Roberto Giachetti, candidato per il Pd, si è trovato a dover costruire una campagna elettorale dalle macerie dell’amministrazione Marino, dimessosi su richiesta del partito stesso, dopo un mandato, fatto sì di denunce alla Procura poi rivelatisi vere dati gli scandali giudiziari, ma anche di episodi imbarazzanti, caso della Panda e del viaggio in Usa in particolar modo. Scelto da Renzi, il vicepresidente della Camera dei Deputati ha accettato una sfida, fin dall’inizio, presentatasi in salita. Condurre un partito, tutt’ora commissariato, che agli occhi dei romani appare come uno dei responsabili della situazione odierna della città, e quindi anche degli scandali che l’hanno travolta, Mafia Capitale su tutti, avendone guidato il timone per più 15 anni dal 1993. Giachetti ha condotto una campagna elettorale semplice, senza grossi sussulti, cercando quanto possibile di sfruttare la propria immagine, allontanando da sé quella passata del partito. I sondaggi lo danno in lotta per andare al ballottaggio con Meloni e Marchini. Ma, nonostante abbia recuperato posizioni, il distacco dalla Raggi appare irrecuperabile, anche e soprattutto in un eventuale ballottaggio con la candidata del M5S, su cui sembra possa ripiegare l’elettorato delle altre parti sconfitte.
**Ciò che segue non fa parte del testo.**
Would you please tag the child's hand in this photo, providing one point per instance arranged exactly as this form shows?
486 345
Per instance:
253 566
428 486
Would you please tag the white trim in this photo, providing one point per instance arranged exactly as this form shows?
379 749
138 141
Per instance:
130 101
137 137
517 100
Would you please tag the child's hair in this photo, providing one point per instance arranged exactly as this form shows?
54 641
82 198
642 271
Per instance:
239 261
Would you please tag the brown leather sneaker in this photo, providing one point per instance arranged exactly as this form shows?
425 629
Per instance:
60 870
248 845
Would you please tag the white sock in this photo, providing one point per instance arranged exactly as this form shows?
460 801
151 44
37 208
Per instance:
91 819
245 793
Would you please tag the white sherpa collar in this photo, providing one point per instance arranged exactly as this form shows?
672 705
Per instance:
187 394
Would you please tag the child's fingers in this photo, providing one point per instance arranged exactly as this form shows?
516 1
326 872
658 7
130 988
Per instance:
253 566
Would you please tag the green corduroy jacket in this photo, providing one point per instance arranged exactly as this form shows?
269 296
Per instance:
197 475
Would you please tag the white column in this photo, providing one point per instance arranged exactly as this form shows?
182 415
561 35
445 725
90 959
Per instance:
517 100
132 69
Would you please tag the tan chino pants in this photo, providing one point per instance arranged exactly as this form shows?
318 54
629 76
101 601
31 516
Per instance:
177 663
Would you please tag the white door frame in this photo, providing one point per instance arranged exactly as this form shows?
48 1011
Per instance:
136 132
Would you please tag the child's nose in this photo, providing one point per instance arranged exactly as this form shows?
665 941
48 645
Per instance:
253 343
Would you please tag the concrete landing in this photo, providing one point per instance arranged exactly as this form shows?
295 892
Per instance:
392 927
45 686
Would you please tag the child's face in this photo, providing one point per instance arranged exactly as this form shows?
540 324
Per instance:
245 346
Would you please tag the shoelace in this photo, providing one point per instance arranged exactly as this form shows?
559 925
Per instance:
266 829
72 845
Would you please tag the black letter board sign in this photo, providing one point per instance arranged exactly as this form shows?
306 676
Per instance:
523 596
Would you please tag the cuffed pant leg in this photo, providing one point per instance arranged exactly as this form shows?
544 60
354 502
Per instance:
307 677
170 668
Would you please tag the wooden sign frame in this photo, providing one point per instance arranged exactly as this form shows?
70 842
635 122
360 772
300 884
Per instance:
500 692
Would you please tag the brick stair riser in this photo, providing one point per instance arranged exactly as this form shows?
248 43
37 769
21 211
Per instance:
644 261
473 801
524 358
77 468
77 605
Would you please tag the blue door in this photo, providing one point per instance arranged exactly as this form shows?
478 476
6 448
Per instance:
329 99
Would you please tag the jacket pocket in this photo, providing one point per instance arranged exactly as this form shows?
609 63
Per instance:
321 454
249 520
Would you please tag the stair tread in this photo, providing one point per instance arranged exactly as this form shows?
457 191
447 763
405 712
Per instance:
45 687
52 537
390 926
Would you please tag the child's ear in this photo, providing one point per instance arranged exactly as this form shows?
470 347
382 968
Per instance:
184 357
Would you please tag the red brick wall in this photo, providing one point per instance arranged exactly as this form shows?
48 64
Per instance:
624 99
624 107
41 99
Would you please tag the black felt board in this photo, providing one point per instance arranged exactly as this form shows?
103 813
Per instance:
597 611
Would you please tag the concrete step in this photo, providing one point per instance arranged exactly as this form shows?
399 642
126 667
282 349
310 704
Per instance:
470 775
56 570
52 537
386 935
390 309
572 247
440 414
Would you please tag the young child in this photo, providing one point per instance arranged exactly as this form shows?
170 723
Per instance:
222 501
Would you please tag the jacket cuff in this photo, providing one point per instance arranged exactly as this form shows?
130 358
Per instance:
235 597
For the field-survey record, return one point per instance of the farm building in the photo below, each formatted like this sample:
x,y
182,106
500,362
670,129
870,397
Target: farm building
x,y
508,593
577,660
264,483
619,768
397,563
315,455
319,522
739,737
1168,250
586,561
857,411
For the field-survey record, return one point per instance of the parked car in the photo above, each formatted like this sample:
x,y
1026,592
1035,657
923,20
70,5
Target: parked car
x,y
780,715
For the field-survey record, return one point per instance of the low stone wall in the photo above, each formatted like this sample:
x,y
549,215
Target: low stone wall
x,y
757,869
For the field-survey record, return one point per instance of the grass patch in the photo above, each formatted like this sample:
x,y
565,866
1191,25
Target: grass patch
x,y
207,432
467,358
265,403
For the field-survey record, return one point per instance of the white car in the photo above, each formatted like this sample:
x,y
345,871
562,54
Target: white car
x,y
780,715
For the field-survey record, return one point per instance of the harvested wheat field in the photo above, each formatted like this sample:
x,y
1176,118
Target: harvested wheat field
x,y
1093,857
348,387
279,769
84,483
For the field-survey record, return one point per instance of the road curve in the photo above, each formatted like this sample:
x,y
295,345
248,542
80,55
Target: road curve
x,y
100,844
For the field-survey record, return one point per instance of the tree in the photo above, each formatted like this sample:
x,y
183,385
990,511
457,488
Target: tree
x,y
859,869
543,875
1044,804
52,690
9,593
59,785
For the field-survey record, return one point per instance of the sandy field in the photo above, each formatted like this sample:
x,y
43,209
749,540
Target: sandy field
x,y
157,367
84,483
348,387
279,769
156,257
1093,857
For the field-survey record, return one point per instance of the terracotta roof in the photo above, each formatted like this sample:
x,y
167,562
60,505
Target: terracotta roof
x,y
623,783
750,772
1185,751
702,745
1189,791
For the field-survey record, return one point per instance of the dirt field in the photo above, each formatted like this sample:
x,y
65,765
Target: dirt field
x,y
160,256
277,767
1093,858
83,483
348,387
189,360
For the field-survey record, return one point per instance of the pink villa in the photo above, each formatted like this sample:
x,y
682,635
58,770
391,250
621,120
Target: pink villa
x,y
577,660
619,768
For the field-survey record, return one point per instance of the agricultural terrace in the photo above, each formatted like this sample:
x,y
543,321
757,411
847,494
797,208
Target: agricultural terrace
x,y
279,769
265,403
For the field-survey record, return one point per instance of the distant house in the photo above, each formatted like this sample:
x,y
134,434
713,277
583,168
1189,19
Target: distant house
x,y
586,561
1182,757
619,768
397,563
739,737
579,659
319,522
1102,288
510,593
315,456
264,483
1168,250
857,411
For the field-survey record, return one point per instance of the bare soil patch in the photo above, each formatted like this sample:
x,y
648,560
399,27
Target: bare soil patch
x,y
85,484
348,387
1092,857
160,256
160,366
A sinistra, abbiamo la candidatura di Stefano Fassina, ex viceministro all’Economia, con la nuova realtà politica da lui fondata, Sinistra Italiana, protagonista, suo malgrado, del caso delle liste, prima giudicate inammissibili e poi riammesse al Consiglio di Stato. Le speranze di incidere sul panorama politico, però, non sono tante, a detta dei sondaggi, ma quanto basta per spaccare il fronte del centrosinistra.

Il centrodestra non sembra attraversare, d’altro canto, tempi migliori. E soprattutto non ha mai dato un’immagine chiara di sé durante tutta la campagna elettorale. Prima le primarie lanciate da Salvini e dalla Lega, per chiedere agli italiani chi fosse il candidato ideale tra i vari Bertolaso, Marchini, Storace e Pivetti. Poi si sono avute le “gazebarie” di Forza Italia, tentativo utile a rafforzare la candidatura dell’ex capo della Protezione civile, nel momento in cui veniva ufficializzata l’entrata in campo di Giorgia Meloni, con il benestare di Salvini e della Lega. Tentativo andato a vuoto, dato che qualche settimana dopo, con un altro colpo di scena, Berlusconi, spaventato dai sondaggi negativi di Bertolaso, decideva di ripiegare su altro candidato, Alfio Marchini. Una spaccatura che limita le possibilità di successo per il centrodestra, almeno che in presenza al ballottaggio di uno dei due candidati non avvenga una ricongiunzione, al momento complicata.

Questo il quadro alla vigilia delle elezioni. Tra favoriti e possibili sorprese, sarà interessante capire il dato dell’assenteismo, che si prospetta alto anche questa volta. E come sempre, sarà sui restanti indecisi, che i singoli candidati dovranno puntare per vincere. Per convincerli soprattutto che per Roma possa aprirsi una nuova era politica per restare la città eterna.